On l’a joué une dizaine de fois, surtout en Allemagne, et à une seule occasion au Luxembourg, dans la chapelle de Clervaux. La musique étant un art vivant, la matérialiser sur scène est sensé. Surtout, c’est amusant d’en parler, de mettre sur table nos ressentis, de trouver des ajustements, de la faire évoluer…
Danae n’a jamais eu l’habitude de cette liberté et elle s’en amuse. À chaque interview, elle le dit : « On change des trucs à la dernière minute. C’est drôle ! ». J’ai eu de la chance de la rencontrer : c’est une personne simple et détendue. Elle est plus cool que les musiciens jazz avec qui je travaille !
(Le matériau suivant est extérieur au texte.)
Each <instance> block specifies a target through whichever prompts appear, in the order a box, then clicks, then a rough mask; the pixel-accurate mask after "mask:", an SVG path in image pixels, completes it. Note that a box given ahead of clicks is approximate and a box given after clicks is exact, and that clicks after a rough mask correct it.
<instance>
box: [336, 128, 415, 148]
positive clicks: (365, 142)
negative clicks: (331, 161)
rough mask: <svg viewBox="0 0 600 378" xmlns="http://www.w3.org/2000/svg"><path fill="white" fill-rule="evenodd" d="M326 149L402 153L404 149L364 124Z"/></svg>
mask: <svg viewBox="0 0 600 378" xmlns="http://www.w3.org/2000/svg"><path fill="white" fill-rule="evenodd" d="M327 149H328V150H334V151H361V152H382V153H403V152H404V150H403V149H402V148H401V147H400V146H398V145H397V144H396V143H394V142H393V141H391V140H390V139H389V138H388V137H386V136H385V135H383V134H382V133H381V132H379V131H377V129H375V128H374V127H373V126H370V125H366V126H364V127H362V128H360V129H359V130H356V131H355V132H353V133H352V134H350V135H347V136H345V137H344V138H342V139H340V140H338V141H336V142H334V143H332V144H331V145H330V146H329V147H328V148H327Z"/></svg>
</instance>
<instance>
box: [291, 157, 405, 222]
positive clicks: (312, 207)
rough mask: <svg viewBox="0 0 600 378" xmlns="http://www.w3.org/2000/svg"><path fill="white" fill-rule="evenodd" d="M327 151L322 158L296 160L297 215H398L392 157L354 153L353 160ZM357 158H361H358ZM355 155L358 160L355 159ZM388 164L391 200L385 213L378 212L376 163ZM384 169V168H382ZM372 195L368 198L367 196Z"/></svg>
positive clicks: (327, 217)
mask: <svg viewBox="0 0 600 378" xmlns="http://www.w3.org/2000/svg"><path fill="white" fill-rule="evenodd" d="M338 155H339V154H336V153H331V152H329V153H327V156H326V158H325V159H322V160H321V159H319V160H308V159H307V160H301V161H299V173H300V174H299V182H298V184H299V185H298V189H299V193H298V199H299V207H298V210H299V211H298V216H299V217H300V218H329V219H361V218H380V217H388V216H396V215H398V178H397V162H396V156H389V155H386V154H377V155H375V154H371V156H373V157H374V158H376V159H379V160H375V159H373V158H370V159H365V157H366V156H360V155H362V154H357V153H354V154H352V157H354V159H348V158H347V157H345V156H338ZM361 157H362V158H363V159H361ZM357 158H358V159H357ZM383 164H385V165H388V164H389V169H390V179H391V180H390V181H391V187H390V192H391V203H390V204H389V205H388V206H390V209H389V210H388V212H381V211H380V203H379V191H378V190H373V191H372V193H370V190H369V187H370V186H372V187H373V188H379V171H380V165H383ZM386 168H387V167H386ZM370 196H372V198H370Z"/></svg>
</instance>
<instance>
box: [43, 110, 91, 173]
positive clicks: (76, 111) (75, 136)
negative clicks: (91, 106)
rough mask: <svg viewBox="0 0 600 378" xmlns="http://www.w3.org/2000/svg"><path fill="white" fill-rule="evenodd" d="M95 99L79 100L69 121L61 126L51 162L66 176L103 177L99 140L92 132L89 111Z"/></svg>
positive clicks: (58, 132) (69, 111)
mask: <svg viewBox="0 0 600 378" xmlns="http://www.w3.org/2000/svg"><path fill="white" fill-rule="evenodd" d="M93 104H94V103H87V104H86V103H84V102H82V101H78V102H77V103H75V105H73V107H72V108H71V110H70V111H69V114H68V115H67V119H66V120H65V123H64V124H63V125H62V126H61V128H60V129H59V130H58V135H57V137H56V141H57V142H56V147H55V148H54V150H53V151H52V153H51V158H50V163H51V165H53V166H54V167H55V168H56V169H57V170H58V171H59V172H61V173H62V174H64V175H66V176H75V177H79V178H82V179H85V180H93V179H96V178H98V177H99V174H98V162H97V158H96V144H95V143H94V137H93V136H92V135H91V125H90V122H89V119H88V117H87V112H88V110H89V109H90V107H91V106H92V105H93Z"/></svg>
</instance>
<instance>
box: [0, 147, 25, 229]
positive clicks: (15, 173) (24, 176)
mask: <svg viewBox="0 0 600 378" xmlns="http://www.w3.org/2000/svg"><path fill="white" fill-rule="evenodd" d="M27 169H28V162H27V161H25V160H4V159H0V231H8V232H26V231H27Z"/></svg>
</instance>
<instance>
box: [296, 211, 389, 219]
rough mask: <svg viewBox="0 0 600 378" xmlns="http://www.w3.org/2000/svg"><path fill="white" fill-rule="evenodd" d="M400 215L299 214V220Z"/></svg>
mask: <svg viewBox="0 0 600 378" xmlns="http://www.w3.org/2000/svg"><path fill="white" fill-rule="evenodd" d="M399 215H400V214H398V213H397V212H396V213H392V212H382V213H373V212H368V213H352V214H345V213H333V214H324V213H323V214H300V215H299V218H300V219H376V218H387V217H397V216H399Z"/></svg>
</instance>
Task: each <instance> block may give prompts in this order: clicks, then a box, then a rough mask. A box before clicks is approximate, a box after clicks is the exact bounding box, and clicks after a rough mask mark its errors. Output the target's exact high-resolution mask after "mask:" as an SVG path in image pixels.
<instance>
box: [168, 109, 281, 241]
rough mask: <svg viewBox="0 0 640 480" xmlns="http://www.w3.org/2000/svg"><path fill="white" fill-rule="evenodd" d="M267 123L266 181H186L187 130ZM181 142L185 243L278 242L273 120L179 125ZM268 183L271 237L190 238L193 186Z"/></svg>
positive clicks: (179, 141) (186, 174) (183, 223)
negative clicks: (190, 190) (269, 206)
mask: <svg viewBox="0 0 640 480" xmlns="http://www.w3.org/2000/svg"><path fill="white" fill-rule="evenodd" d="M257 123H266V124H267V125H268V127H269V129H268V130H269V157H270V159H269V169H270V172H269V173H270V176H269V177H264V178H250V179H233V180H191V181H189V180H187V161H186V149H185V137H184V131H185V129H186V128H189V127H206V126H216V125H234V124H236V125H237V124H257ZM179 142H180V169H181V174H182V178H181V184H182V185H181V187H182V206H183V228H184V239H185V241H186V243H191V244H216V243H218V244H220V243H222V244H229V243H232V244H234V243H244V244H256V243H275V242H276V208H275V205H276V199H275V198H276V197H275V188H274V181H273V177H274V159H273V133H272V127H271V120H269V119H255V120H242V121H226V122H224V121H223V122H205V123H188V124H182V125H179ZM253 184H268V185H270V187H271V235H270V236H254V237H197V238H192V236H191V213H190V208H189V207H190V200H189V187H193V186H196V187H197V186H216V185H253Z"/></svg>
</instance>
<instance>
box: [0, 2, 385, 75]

Samedi, à Berlin, il y a une cérémonie en l’honneur de votre Opus. Qu’avez-vous prévu ?
On joue douze minutes dans l’église Sainte-Élisabeth et après on reçoit notre prix, comme les autres lauréats. Et dimanche, c’est le gala, avec la télévision ZDF, Lang Lang… et Désirée Nosbusch. On va en profiter pleinement.
Êtes-vous étonné du peu d’échos que cette récompense a eu au Luxembourg ?
Je ne sais pas. En 2022, Francesco (Tristano) l’a eue lui aussi et peu en ont parlé. Oui, il doit bien y avoir des explications : la saturation du marché culturel, l’intérêt décroissant des journaux… Vous êtes une espèce en voie de disparition !
À quand, alors, Glass Three, et sous quelle forme ?
On commence les enregistrements en 2026. Il y aura des compositions d’autres, les miennes et du Philip Glass, bien sûr ! Le tout avec l’orchestre de chambre du Bade-Wurtemberg.
Allez-vous envoyer votre triptyque à Philip Glass ?
Évidemment. Déjà, sur les deux premiers disques, on a eu des retours de son équipe, des likes sur Instagram. C’est déjà ça! Ça reste quelqu’un d’abordable, mais ce n’est pas dans ma nature d’aller le déranger. Monter à New York pour faire un selfie avec lui, non merci! La musique parle pour moi.
Pascal Schumacher et Danae Dörken sont sur la scène de l’Echter’Classic Festival, ce vendredi à 20 h. Le festival démarre aujourd’hui et se déroulera jusqu’à dimanche.